C’est en revenir à l’expérience du manque sous-jacent aux premiers mots du poème. Cette fois encore la méditation va glisser et le deuil nécessaire aux jeunes morts qui auraient à se sevrer de l’attachement qui les liait aux choses terrestres va se laisser dépasser par l’éventualité de la création à venir. Nous sommes conviés à passer de l’ange, à la musique. L’hommage qui est rendu au désir et le retrait qui l’accompagne, plus encore, l’exercice de décentrement qui en résulte et qui s’oppose si fortement au surgissement de l’ange vont converger dans la légende de la naissance de la musique. La mort de Linos aurait fait vibrer le vide et la musique se serait alors posée sur le deuil. Il s’en trouve que les différents retraits du poème, ses hésitations elles-mêmes menaient, selon un principe qui sera celui de toutes les autres élégies, à une affirmation discrète touchant à l’espérance. Tout cela fait en effet passer de la rencontre impossible au murmure de l’espérance. Le poème, parti du mythe, s’achève sur l’évocation d’une voie ou d’un à venir que les élégies suivantes creuseront. Il fait passer du fracas renoncé à la musique, du désir irréalisable de ce qui passe l’homme à sa création propre qui adoucit la perte et fait vibrer le deuil. Il fait passer encore de l’ange à Linos, à la mort de Linos et de l’un à l’autre, l’homme et le poète se seront cherchés sur leur sol et dans leurs désirs. C’est donc le dessin de cette quête qui aura été reproduit.

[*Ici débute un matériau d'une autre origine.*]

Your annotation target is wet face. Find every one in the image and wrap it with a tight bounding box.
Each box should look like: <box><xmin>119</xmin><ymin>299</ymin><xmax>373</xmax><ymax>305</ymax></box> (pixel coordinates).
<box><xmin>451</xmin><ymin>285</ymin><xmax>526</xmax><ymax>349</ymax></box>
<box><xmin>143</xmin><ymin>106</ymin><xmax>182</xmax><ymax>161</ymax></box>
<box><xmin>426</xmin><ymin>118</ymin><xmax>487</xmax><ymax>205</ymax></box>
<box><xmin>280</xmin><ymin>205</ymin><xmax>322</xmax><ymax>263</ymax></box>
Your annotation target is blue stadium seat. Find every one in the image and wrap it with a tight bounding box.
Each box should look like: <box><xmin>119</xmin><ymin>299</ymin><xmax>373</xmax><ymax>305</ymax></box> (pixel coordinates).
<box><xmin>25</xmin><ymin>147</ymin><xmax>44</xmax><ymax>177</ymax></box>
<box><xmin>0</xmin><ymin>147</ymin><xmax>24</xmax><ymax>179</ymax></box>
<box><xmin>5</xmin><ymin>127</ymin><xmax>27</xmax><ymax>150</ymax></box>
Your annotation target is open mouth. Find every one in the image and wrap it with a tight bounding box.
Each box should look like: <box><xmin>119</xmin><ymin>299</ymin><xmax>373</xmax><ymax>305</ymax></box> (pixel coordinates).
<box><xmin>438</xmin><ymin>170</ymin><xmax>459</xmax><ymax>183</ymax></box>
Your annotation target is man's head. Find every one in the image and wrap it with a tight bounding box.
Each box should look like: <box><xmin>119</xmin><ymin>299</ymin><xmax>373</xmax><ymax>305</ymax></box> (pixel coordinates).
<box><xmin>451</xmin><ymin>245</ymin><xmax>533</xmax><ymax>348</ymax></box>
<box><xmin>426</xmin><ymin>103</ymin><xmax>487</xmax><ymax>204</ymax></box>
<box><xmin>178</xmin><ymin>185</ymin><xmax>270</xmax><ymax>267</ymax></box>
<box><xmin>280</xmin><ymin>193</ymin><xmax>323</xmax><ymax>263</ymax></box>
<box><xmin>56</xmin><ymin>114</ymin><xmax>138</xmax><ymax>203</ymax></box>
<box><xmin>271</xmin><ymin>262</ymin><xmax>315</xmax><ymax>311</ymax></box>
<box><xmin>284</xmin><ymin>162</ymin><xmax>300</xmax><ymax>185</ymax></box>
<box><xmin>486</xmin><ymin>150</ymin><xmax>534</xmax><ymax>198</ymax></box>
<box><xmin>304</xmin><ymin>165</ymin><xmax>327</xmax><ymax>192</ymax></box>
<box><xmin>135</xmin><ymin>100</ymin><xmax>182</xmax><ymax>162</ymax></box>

L’architecture admirablement posée du poème a ainsi semblé contredite par le tâtonnement qui est spécifique de la manière si émouvante de Rilke. Cette fois encore la hardiesse ou même la carrure du dessin d’ensemble se laisse voiler par le tremblé d’une mise en œuvre qui fait affleurer l’inconnaissable pour le laisser balbutier et, pour moi, qui m’en trouve confondue, je ne sais plus s’il faut admirer celle-ci plutôt que celle-là, encore que j’ai évidemment la certitude que c’est leur lien paradoxal qui assure l’extraordinaire plasticité d’un texte où le flou vient finalement au secours du plus aigu.